Bij het lezen van die brontekst noteren de leerlingen de antwoorden die de godsdienst geeft op de volgende drie vragen:
- Hoe is de natuur ontstaan?
- welke plaats neemt de mens in de natuur in?
- Hoe kunnen en moeten mensen met de natuur omgaan?
Vertel de leerlingen erbij dat ze bij het beantwoorden van deze vragen ook af mogen gaan op wat ze zelf van de godsdienst weten.
Klassengesprek, half uur
U vraagt iedere groep welke antwoorden ze hebben gevonden op de vragen aan de hand waarvan ze de tekst over de godsdienst hebben bekeken.
Daarna bespreekt u met de hele klas de overeenkomsten en verschillen die er zijn tussen de antwoorden van de vijf godsdiensten.
Ten slotte vraagt u aan de klas of je wel een bepaalde godsdienst moet aanhangen om voldoende respect te kunnen opbrengen voor de levende natuur.
Uitwerking:
Bij christendom, islam en jodendom is er sprake van één God die de wereld en alles wat leeft geschapen heeft. Bij deze godsdiensten heeft de mens de rol van beheerder van alles wat leeft. Ook hindoes geloven dat het heelal met de aarde en al wat leeft in een ver verleden is geschapen. Wel kent deze godsdienst meerdere scheppingsverhalen.
Bij het boeddhisme en het hindoeïsme is de mens onderdeel van de natuur en is hij net als alle andere levende wezens afhankelijk van al wat er verder leeft op aarde, en van de aarde zelf.
De vijf wereldgodsdiensten hebben de nadruk op respect voor de levende natuur met elkaar gemeen.
Deze opdracht past bij:
- Kerndoel 37: De leerlingen leren zich te gedragen vanuit algemeen aanvaarde waarden en normen.
- kerndoel 38: De leerlingen leren hoofdzaken over geestelijke stromingen die in de Nederlandse multiculturele samenleving een belangrijke rol spelen, en ze leren respectvol om te gaan met verschillen in opvattingen van mensen.
- Kerndoel 39: De leerlingen leren met zorg om te gaan met het milieu.
- De leerlingen hebben geleerd hoe volgens verschillende wereldgodsdiensten de wereld met alles wat daarop leeft, is ontstaan.
- De leerlingen kunnen uitleggen welke plaats de mens inneemt in de wereld en bij alles wat leeft, en dat in elk van de vijf wereldgodsdiensten.

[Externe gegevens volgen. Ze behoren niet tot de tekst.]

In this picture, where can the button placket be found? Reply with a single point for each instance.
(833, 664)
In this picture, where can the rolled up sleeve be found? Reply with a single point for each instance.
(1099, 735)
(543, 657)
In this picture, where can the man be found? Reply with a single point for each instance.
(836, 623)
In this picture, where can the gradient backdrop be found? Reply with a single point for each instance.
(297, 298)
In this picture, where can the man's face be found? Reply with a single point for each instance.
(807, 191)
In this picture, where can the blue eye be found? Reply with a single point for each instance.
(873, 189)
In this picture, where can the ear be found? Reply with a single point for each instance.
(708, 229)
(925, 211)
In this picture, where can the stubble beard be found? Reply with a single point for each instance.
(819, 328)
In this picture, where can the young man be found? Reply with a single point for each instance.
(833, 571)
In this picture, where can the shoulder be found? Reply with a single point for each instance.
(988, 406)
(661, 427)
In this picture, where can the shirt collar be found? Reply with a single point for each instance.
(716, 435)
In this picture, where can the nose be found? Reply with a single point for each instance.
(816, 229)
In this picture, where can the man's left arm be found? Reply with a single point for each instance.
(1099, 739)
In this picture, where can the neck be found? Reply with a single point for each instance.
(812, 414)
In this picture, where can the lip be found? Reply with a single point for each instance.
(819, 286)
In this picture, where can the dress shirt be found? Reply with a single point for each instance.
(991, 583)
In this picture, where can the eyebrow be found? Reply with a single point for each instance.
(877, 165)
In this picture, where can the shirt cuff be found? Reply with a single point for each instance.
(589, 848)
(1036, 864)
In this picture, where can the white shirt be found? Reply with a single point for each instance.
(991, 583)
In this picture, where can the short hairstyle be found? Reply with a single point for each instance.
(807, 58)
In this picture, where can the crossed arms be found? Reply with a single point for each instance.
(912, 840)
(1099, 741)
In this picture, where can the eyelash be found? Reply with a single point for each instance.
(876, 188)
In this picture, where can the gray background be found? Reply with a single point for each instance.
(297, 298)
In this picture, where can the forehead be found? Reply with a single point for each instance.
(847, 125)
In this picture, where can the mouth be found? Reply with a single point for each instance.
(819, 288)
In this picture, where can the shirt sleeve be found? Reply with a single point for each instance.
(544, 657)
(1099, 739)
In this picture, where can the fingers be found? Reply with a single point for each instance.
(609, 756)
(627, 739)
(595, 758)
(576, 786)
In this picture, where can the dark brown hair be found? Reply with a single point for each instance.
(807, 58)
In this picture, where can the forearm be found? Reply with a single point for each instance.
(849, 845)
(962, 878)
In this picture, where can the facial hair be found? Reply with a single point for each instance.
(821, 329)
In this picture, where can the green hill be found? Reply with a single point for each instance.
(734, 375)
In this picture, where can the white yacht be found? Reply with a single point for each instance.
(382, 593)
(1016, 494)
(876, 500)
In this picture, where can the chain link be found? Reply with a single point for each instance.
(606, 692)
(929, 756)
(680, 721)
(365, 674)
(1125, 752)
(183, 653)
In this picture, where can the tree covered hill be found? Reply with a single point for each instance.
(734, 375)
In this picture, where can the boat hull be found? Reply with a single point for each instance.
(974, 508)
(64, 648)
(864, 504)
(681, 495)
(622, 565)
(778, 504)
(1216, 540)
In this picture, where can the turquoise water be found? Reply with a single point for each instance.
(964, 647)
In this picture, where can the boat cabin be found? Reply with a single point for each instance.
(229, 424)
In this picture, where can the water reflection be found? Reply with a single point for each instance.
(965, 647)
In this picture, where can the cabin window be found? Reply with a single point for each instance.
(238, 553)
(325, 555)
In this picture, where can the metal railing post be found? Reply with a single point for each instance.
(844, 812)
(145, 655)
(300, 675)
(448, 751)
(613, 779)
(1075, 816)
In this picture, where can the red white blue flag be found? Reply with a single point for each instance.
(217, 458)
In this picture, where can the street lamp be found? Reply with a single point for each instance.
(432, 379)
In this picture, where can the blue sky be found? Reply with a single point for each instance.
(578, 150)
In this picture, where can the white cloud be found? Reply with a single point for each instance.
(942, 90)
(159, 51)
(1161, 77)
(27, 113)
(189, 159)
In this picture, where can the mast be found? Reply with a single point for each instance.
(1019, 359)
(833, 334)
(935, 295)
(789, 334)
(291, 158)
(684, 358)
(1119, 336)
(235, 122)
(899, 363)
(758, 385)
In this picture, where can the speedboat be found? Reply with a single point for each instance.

- De leerling weet wat biodiversiteit is en welke invloed de mens heeft op de biodiversiteit.
- De leerlingen kunnen uitleggen waarom in elk van de vijf wereldgodsdiensten de mens respect vmoet opbrengen aan de natuur.
- De leerlingen hebben in grote lijnen gezien hoe de Verenigde Naties aandacht vragen voor en werken aan behoud van de levende natuur en van de biodiversiteit.
De leerlingen hebben de opdracht in de les goed gemaakt als:
- ze overeenkomsten en verschillen kunnen aanduiden tussen de vijf wereldgodsdiensten, waar het gaat om de kijk die de aanhangers van deze godsdiensten hebben op de natuur;
- ze voor zichzelf en met elkaar een mening hebben gevormd over de vraag of je persé een godsdienst moet aanhangen om voldoende respect op te kunnen brengen voor de levende natuur;
- ze op constructieve en respectvolle wijze hebben deelgenomen aan het klassengesprek, waarbij iedereen evenveel kans heeft gekregen om zijn of haar opvattingen over godsdienst en natuur aan bod te laten komen.